Ces études ont montré que les récepteurs avec les fonctions très différentes peuvent être des parents proches et que peut-être il y a d'autres récepteurs avec une structure semblable. Effectivement, le génome humain sequencing a révélé plus de 800 gènes qui encodent GPCR. Il est devenu clair que le signal via GPCR est un mécanisme universel de communication entre les cellules et les cellules avec l'environnement.

Pour complètement comprendre le mécanisme d'opération de GPCR, il avait la connaissance de leur structure spatiale avec la résolution atomique. De telles structures peuvent être obtenues seulement au moyen de la diffraction de Rayons X exige la culture d'un cristal hautement ordonné. GPCR cependant, étaient célèbres pour leur résistance à la cristallisation, malgré le travail persistant de beaucoup de laboratoires dans le monde. La première structure GPCR était Palchevsky en 2000 a cristallisé même rhodopsin, qui est le plus ferme et le moins mobile de tout le GPCR. Il a pris encore 7 ans avant que la première structure du récepteur humain qui répond à l'adrénaline a été déterminée.

J'avais la chance de participer à ces études.
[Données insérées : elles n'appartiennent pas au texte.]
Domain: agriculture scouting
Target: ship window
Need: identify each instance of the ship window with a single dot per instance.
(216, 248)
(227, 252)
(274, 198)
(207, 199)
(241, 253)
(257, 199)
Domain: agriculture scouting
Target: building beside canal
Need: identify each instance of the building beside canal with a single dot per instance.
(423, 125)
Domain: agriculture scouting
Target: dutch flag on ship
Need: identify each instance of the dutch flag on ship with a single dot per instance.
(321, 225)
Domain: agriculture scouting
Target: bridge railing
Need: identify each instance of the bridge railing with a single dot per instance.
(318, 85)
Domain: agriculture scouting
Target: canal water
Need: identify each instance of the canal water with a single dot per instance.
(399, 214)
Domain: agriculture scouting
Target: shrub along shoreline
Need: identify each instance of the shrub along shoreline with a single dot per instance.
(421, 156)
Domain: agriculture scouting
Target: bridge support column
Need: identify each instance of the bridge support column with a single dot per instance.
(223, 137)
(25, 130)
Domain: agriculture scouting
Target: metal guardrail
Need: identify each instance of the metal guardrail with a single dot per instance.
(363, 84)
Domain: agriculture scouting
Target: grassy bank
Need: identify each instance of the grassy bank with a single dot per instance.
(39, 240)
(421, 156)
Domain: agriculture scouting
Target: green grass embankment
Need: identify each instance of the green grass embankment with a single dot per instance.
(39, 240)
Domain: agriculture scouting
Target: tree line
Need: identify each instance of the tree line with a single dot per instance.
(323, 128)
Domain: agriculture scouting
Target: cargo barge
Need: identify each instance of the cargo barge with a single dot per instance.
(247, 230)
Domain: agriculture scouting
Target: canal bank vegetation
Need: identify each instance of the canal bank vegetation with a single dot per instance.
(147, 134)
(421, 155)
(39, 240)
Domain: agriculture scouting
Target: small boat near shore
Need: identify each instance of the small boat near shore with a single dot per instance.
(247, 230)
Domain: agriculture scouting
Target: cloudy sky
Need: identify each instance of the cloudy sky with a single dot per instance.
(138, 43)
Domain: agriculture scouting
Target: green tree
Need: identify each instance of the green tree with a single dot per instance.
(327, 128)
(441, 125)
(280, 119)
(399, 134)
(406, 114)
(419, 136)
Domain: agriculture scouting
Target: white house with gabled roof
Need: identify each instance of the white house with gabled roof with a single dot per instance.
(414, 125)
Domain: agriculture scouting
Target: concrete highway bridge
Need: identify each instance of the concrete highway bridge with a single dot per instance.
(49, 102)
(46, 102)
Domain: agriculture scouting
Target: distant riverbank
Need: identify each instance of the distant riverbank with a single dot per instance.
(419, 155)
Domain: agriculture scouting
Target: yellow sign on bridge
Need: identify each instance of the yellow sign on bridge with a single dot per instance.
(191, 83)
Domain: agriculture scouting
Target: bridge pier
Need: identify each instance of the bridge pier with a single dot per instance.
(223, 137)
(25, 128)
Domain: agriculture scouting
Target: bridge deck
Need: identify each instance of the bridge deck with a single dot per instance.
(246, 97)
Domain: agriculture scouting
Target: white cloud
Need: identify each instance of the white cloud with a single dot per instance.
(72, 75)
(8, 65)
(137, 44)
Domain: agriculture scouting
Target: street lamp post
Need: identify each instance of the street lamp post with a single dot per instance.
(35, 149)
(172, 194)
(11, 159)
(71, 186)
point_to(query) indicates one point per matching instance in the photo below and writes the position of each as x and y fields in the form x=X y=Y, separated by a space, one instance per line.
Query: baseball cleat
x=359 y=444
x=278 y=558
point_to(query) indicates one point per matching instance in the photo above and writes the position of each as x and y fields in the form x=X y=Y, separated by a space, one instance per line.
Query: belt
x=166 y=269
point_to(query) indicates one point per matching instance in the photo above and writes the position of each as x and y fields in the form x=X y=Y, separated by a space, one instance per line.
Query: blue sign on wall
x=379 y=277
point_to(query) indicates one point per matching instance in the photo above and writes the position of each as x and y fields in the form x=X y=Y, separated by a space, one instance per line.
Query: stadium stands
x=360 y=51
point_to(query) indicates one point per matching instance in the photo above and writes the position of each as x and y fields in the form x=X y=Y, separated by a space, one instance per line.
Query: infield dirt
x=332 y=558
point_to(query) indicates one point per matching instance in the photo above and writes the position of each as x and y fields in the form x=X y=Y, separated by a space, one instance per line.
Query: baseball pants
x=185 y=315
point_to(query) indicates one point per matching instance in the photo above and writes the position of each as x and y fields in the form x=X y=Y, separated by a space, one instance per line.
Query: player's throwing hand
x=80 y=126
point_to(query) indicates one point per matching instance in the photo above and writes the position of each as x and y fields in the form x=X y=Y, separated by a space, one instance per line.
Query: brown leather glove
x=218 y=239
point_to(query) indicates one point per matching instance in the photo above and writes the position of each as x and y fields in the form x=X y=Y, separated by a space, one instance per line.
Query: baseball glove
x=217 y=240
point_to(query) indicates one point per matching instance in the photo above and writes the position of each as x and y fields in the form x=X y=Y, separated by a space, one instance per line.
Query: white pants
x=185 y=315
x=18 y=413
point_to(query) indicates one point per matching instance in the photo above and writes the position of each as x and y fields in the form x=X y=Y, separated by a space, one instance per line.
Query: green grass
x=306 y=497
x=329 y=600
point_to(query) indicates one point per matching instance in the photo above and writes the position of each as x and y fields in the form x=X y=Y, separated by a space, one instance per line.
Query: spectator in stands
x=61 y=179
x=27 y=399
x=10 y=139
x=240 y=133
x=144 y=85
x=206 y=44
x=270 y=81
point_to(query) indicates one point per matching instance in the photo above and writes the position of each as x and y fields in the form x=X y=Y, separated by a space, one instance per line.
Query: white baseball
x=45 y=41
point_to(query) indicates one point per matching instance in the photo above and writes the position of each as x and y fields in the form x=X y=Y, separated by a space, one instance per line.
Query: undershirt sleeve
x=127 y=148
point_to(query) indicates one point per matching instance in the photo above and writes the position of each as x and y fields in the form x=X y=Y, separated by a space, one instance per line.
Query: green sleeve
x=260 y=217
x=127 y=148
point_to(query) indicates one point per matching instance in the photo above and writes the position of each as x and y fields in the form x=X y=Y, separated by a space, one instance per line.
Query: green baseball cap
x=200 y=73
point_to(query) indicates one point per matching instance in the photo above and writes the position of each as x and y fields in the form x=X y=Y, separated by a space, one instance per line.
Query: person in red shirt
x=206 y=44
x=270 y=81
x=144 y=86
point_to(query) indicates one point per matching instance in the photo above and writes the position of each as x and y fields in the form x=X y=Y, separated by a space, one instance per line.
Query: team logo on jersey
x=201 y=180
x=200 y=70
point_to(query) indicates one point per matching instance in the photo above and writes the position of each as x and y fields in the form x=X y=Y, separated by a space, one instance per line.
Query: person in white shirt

En 2006 j'ai commencé à travailler dans le laboratoire de Ray Stevens à l'Institut de Scripps à La Jolla, qui a collaboré avec Brian Kobilka dans la détermination de la structure des récepteurs adrénergiques du béta. Kobilka a travaillé sur la stabilisation adrenoceptor par l'ingénierie moléculaire, le laboratoire de Stevens a essayé de le cristalliser. Quelques mois plus tard j'étais capable de cristalliser le récepteur est modifié en utilisant une méthode de cristallisation spéciale dans la phase cubique lipid avec l'utilisation de cholestérol, que j'ai amélioré pendant plusieurs années passées. La structure du béta-adrenoceptor a été publiée dans le journal Science en 2007 et a été appelée une des 10 avances scientifiques de l'année. Au cours des 5 ans passés, 15 différentes structures GPCR ont été identifiées - principalement les laboratoires Kobilka et Stevens. Finalement, en 2011 Kobilka était possible à fixer le complexe de signal entier en cristal entre le béta-adrenoceptor activé et la G-protéine et déterminer sa structure, en rendant possible de voir le signal proche de transduction du récepteur à la G-protéine.

Ainsi, grâce aux efforts héroïques de Lefkovitz, Kobilkz et d'autres scientifiques au cours des 40 ans derniers, nous avons appris de l'existence d'une famille unique et diverse de récepteurs conjugués avec les G-protéines, qui contrôlent tous les processus essentiels dans le corps humain. Les études structurelles des cinq ans passés ont apporté la connaissance de structures tridimensionnelles de ces récepteurs, cela possible à comprendre comment extracellular ligands reconnu par les récepteurs et comment est la transmission de signaux aux G-protéines. Ceux-ci mettant le travail au point ont posé la fondation pour une enquête plus détaillée, qui dans l'avenir aidera à apprendre les nuances nécessaires qui distinguent ces récepteurs l'un de l'autre et leur permettent de sélectivement répondre seulement à un certain ligands, une meilleure compréhension des détails de signal pharmaceutiques les types différents de ligands pour déterminer les effets possibles de récepteur dimerization, les effets allosteric ligands, aussi bien que les détails d'un ectopic le mécanisme faisant des signes par le biais de l'arrestation. Tout cela peut mener à une nouvelle génération de médecine, où les médicaments seraient plus efficaces, cesseraient de provoquer des effets secondaires et seront choisis selon les renseignements génétiques du GPCR du patient particulier.